Vakıftan yapılan açıklamada, "14 Kasım Dünya Diyabet Günü"ne ilişkin görüşlerine yer verilen Balcı, Türkiye'de tip 1 diyabetli sayısının yaklaşık 100 bin, tip 2 diyabetli sayısının ise 9 milyon civarında olduğunu aktardı. Tip 2 diyabetli olup diyabet olduğunu bilmeyen yaklaşık 3 milyon kişinin bulunduğunu kaydeden Balcı, diyabet henüz gelişmemiş prediyabetli sayısının da erişkin yaş grubunun yaklaşık yüzde 40'ını oluşturduğunu bildirdi.
Prof. Dr. Balcı, diyabetli birey sayısındaki artışın nedenlerine değinerek, "Diyabet sıklığının artışının en önemli nedeni obezite ve beslenme sorunu. Kadınlarda obezite oranı yüzde 40'ları geçmiştir ve bu nedenle tip 2 diyabet kadınlarda daha sık görülür. Diyabetli bireyler sağlıklı beslenmeli, günde en az bir saat ve haftada en az üç gün hızlı tempolu yürüyüş yapmalı, aynı zamanda ilaçlarını düzgün kullanmalı ve doktor kontrollerini aksatmamalı." ifadelerini kullandı.

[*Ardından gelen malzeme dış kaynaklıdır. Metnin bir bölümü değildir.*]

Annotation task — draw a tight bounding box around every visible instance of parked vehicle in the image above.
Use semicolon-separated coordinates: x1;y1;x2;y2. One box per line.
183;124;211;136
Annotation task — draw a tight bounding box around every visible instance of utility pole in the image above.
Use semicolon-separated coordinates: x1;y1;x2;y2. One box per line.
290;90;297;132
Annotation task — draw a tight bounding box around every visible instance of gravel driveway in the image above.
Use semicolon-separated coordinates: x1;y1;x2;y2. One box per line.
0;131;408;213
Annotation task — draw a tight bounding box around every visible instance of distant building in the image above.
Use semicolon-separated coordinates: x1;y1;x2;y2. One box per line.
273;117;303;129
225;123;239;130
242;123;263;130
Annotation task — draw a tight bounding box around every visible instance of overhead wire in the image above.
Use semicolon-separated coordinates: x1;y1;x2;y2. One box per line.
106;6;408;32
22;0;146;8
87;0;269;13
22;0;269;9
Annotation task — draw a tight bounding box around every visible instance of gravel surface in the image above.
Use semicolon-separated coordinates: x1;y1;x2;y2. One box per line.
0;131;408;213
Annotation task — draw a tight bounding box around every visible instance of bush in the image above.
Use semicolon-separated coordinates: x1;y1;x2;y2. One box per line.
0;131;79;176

"ZATÜRRE DİYABETLİ KİŞİLERDE ŞEKER KONTROLÜNÜ BOZAR"
Zatürre riskinin diyabetli bireylerde sağlıklı kişilere göre daha yüksek olduğuna dikkati çeken Balcı, bu nedenle aşılamanın önerildiğini anlatarak, diyabetlilere difteri, tetanos, suçiçeği, HPV, Hepatit B aşılarının uygulanabileceğini, bunların yanı sıra grip aşısının her yıl tekrarlanması gerektiğini vurguladı.
Pnömokok, yani zatürre aşıları olarak polisakkarit tip aşının en az 5 yıl ara ile son dozu 65 yaş sonrasında olmak üzere iki kez, konjuge pnömokok aşısının ise yalnızca bir kez uygulanabileceğine işaret eden Balcı, "Zatürre diyabetli kişilerde şeker kontrolünü bozar, şeker kontrolü bozulunca zatürrenin kontrolü ve tedavisi zorlaşır, tüm vücudu etkileyen ciddi sağlık sorunlarına ve hatta ölüme yol açabilir." açıklamasını yaptı.
Prof. Dr. Balcı, aşıların sağladığı bağışıklamanın diyabet hastalığının kontrolünü kolaylaştırdığını, ayrıca aşılamalarla yaşam süresinin uzayabileceğini belirterek, diyabetli hastalarda ileri hastalık sorunlarının yine aşılamalarla önlenebileceğine dikkati çekti.